继续趴在温静怀里哭:“姐,你一定要帮我出气啊。从小到大我没受过这样的委曲,她不仅打了我,还让姐夫赶跑两个保镖,害我扭伤了脚,求助无门,只能在地上像乞丐一样爬行。我都已经这样了,她还不知足,还来这里羞辱我。姐,你一定要帮我,帮我啊。”
拍着温妮的背,温静轻声安慰:“好了,小妮,别哭了,姐姐先扶你起来,好不好?你的脚有没有怎样?会不会痛?我叫医生来帮你看看好不好?”
温静的关心提醒了她,顿时哇哇大叫了起来:“好疼啊,姐,我的脚背整个都肿了,你看看,她下脚多狠啊,是想废了我这双脚吧?”
听到这里,苏乐遥忍不住出声:“温二小姐,你怎么能这么说我呢?如果不是你拿刀抵着我的脸,威胁要毁我容,我也不会出此下策。而且,如果不是温大小姐及时赶到,我此时恐怕已经被你给……”
一道冷冷的声音打断了苏乐遥的话:“苏小姐,小妮在医院养伤,她哪都不去了。如果你跑到医院来刺激她,她又怎么伤害得了你?我知道小妮脾气不好,个性也较冲动。但如果无人刻意激怒她,她是会做出伤害别人的事的。她自幼连踩死一只蚂蚁都要愧疚好久。”
温静明显偏袒温妮,苏乐遥无言以对。只能说:“我来医院是想找温大小姐的。算了,与温二小姐的冲突就当是一场误会吧,不知温大小姐有没有时间,我想跟你谈一谈。”
被温静扶到床上躺下的温妮,冷讥出声:“好一个误会,好一个不计较,好一个宽宏大量,我是不是应该跪下来向你磕头谢恩?谢谢你不再继续诬蔑和羞辱我了?”

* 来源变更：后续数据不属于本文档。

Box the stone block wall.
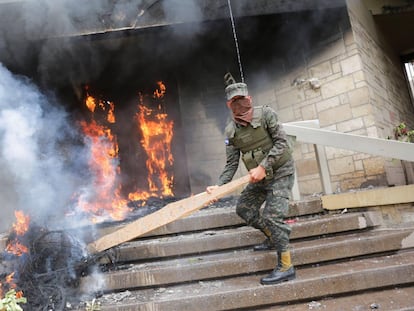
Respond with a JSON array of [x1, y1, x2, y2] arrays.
[[346, 0, 414, 187], [348, 5, 414, 137], [250, 25, 377, 195]]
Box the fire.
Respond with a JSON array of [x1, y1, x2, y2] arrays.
[[12, 211, 29, 236], [153, 81, 166, 99], [84, 91, 116, 124], [78, 117, 129, 221], [1, 211, 30, 298], [107, 101, 116, 124], [5, 211, 30, 256], [0, 273, 15, 299], [5, 241, 28, 257], [78, 89, 129, 221], [15, 290, 24, 299], [136, 97, 174, 196], [78, 81, 174, 222], [128, 82, 175, 200], [85, 95, 96, 112], [5, 273, 15, 289]]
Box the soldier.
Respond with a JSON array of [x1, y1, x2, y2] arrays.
[[206, 74, 296, 285]]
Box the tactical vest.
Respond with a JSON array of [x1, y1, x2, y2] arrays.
[[225, 106, 280, 172], [225, 106, 293, 174]]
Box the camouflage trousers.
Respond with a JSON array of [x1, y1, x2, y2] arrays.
[[236, 174, 294, 252]]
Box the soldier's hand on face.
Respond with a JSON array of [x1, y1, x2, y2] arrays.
[[206, 185, 219, 194], [249, 165, 266, 183]]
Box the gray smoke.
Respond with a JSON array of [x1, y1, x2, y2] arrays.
[[0, 63, 90, 232], [0, 0, 213, 90]]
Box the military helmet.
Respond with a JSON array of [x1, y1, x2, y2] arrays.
[[224, 72, 248, 100]]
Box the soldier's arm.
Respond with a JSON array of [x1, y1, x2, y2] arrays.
[[218, 144, 240, 185], [259, 106, 290, 169]]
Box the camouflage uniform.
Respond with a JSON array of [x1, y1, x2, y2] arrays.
[[217, 105, 295, 252]]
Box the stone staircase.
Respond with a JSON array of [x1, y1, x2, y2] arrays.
[[80, 197, 414, 310]]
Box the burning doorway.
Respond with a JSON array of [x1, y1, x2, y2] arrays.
[[76, 78, 190, 222]]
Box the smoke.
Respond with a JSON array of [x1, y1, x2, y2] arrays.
[[0, 63, 90, 232], [0, 0, 215, 92]]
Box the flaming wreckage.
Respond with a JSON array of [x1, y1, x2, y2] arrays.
[[0, 175, 249, 309], [0, 70, 252, 309]]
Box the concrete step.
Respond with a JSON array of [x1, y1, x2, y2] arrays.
[[262, 285, 414, 311], [74, 198, 324, 245], [82, 228, 414, 291], [98, 211, 382, 262], [93, 250, 414, 311]]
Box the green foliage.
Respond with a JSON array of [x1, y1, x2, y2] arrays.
[[392, 122, 414, 143], [0, 290, 27, 311], [85, 298, 101, 311]]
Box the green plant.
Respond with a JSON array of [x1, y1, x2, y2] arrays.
[[392, 122, 414, 143], [0, 290, 27, 311], [85, 298, 101, 311]]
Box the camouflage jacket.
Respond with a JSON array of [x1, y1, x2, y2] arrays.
[[218, 105, 295, 185]]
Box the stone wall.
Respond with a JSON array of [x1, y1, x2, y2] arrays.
[[348, 2, 414, 137], [266, 29, 369, 195], [346, 0, 414, 187], [250, 18, 382, 195]]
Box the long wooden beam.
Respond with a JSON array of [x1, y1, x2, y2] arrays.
[[87, 175, 250, 254]]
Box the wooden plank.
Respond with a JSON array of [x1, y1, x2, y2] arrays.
[[87, 175, 250, 253], [321, 184, 414, 210]]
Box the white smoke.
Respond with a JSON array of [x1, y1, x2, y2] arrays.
[[0, 63, 90, 232]]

被温妮讥讽得面红耳赤,但她有求于人,就应该忍气吞声,不是吗?
“好了,小妮,你也少说两句。苏小姐,不知你来找我有什么事?小妮现在一个人,她的脚二度受伤,我实在不放心将她一个人留在这。你有什么话就说吧。当然,如果你觉得不方便,也可以请回。”一边帮温妮查看被她踩伤的脚,声音冷冷淡淡。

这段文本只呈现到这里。